- Directed by: Alfred Hitchcock
- Screenplay by: Eliot Stannard Leslie Arliss (uncredited)
- Based on: The Farmer's Wife play by Eden Phillpotts Adelaide Phillpotts
- Produced by: John Maxwell (uncredited)
- Starring: Jameson Thomas Lillian Hall-Davis Gordon Harker
- Cinematography: Jack E. Cox
- Edited by: Alfred Booth
- Production company: British International Pictures
- Distributed by: Wardour Films
- Release date: 2 March 1928;
- Running time: 107 minutes (2012 restoration)
- Country: United Kingdom
- Language: Silent film with English intertitles

= The Farmer's Wife =

1928 film by Alfred Hitchcock

The Farmer's Wife is a 1928 British silent romantic comedy film directed by Alfred Hitchcock and starring Jameson Thomas, Lillian Hall-Davis and Gordon Harker.

It is adapted from a 1916 play of the same name by British novelist, poet and playwright Eden Phillpotts, best known for a series of novels based on Dartmoor, in Devon. The Farmer's Wife is produced by British International Pictures at Elstree studios. The film's sets were designed by the art director Wilfred Arnold. The film was remade as a 1941 film The Farmer's Wife directed by Leslie Arliss.

==Plot==

The Farmer's Wife (1928)

Tibby, the wife of Samuel Sweetland dies, and shortly afterwards his daughter marries and leaves home, leaving him on his own with his two servants. His wife had told him that he should remarry after her death, so he pursues some local spinsters who were at his daughter's wedding after he and his housekeeper Minta make out a list of possibilities.
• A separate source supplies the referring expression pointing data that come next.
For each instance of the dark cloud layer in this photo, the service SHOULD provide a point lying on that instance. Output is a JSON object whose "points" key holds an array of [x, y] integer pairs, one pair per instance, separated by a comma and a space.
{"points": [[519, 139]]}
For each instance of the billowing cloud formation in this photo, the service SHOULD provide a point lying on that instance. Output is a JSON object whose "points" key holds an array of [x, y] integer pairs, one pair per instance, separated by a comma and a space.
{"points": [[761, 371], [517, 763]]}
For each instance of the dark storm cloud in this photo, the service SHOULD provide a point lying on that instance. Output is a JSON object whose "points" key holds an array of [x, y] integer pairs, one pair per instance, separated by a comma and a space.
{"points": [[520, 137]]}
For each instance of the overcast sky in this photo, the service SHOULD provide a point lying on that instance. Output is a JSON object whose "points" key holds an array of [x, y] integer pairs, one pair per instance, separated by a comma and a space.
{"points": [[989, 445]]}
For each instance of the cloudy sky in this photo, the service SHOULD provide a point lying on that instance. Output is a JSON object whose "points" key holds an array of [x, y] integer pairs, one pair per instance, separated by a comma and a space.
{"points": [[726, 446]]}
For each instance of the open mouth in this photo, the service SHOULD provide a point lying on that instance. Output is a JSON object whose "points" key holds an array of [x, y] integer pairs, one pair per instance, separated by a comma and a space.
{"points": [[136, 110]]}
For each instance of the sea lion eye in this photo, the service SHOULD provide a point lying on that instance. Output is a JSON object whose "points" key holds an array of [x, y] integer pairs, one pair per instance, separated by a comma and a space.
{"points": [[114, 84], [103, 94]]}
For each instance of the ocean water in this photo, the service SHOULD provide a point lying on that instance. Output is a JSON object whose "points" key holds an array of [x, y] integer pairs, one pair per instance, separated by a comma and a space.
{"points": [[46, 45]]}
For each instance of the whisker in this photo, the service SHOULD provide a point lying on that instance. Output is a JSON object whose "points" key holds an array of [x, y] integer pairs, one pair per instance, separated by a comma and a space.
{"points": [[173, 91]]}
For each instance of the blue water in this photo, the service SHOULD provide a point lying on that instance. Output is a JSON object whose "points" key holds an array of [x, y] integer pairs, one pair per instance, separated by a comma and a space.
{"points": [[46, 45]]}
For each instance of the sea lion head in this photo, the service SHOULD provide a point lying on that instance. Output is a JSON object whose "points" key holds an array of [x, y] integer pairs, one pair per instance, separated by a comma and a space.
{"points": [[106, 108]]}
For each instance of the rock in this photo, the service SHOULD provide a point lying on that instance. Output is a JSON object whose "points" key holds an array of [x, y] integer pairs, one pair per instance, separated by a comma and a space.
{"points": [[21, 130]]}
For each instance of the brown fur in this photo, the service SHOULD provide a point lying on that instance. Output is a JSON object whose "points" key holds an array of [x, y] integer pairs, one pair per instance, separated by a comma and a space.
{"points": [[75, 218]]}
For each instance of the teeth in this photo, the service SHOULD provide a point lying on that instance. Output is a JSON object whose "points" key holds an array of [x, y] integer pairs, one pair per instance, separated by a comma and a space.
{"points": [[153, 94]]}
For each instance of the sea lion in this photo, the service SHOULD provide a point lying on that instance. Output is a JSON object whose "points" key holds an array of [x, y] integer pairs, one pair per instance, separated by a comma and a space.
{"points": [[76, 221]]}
First is Widow Louisa Windeatt, but Sweetland is shocked and angry when she rejects his advances and says she is too independent for him. Next, he attempts to court Thirza Tapper, a nervous wreck who almost collapses when Sweetland proposes to her. She, too, rejects him because she says she has no need for a man, and he is furious yet again. He wanders outside as other guests arrive for her party. His grumpy servant Ash is helping at the party, wearing an ill-fitting coat and trying to keep his trousers up while doing his work at the party.

While the others are outside listening to some singers, Sweetland proposes to Mary Hearn, but she rejects him as too old, and then becomes hysterical when he angrily tells her that she too is "full blown and a bit over."
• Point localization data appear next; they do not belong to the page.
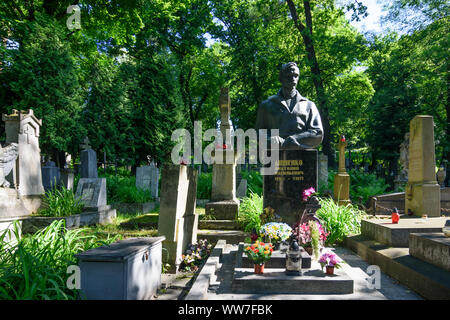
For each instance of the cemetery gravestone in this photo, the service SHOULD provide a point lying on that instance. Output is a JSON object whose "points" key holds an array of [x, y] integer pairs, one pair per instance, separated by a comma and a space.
{"points": [[224, 205], [92, 192], [342, 179], [50, 175], [177, 218], [88, 168], [422, 190], [147, 178], [323, 170], [24, 128]]}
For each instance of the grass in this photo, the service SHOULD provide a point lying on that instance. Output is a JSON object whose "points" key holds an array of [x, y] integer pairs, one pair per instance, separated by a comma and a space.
{"points": [[35, 267], [339, 220], [60, 203], [127, 226]]}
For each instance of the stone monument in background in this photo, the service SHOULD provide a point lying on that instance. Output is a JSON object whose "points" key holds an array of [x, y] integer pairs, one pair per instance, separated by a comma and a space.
{"points": [[88, 167], [50, 175], [224, 205], [23, 128], [147, 178], [177, 221], [342, 179], [300, 132], [422, 194]]}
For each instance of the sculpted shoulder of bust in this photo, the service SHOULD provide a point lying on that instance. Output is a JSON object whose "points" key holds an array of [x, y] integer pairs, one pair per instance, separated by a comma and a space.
{"points": [[297, 118]]}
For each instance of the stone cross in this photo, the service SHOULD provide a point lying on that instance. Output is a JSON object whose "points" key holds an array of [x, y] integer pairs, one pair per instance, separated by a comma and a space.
{"points": [[225, 111], [86, 145], [342, 145], [422, 194]]}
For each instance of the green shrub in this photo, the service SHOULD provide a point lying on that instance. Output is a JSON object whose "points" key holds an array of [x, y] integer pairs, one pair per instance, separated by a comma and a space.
{"points": [[204, 186], [249, 212], [362, 184], [339, 221], [122, 189], [60, 202], [254, 182], [35, 267]]}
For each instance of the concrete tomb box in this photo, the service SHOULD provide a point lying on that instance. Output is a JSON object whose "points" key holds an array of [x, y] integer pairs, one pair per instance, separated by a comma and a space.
{"points": [[125, 270]]}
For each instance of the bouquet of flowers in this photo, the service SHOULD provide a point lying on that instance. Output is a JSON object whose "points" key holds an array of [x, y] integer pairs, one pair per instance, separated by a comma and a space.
{"points": [[329, 259], [276, 230], [303, 234], [307, 194], [259, 252]]}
Later Sweetland tells Minta that he is not going to finish the list of women because he is so dejected. He leaves the room and Ash returns and tells Minta what an embarrassment to men that Sweetland is by going around and practically begging any woman to be his wife. Sweetland overhears this and orders Ash to saddle his horse because he is going to try number four on the list, Mercy Bassett, a barmaid at a local inn. After he leaves, it is revealed that Minta is in love with him. Bassett rejects him too and he comes home dejectedly. Meanwhile, postmistress Hearn and Tapper compare notes and Hearn decides she should marry him after all and she goes to his house with Tapper.

Having run through the women who have turned him down, Samuel sees Minta for the first time as more than a housekeeper and decides that she is the woman for him, if she'll have him. He tells her he has got used to being rejected and will not be angry if she rejects him, too. She accepts him and he tells her to put on the dress Tibby gave her. As she goes to the room, Hearn and Tapper arrive. Hearn says she is now willing to be his wife. Samuel says all should drink a toast to his wife to be and Hearn is sure it is her, until Minta comes down the stairs in an attractive dress. Hearn lapses into hysterics again as Sweetland reveals that Minta will be his bride.

==Cast==
- Jameson Thomas as Samuel Sweetland
- Lillian Hall-Davis as Araminta Dench, his Housekeeper
- Gordon Harker as Churdles Ash: his Handyman
- Gibb McLaughlin as Henry Coaker
- Maud Gill as Thirza Tapper
- Louie Pounds as Widow Louisa Windeatt
- Olga Slade as Mary Hearn: Postmistress
- Ruth Maitland as Mercy Bassett
- Antonia Brough as Susan
- Haward Watts as Dick Coaker
- Diana Napier (credited as Mollie Ellis) as Sibley Sweetland

==Production==
The supporting cast includes Gordon Harker, in a comic role as a surly servant named Churdles Ash; Gibb McLaughlin as Henry Coaker; and Maud Gill as Thirza Tapper. As well as many indoor locations, there are a few outdoor scenes, such as Samuel getting about on a horse in open country as well as a large fox hunt starting off from the local inn.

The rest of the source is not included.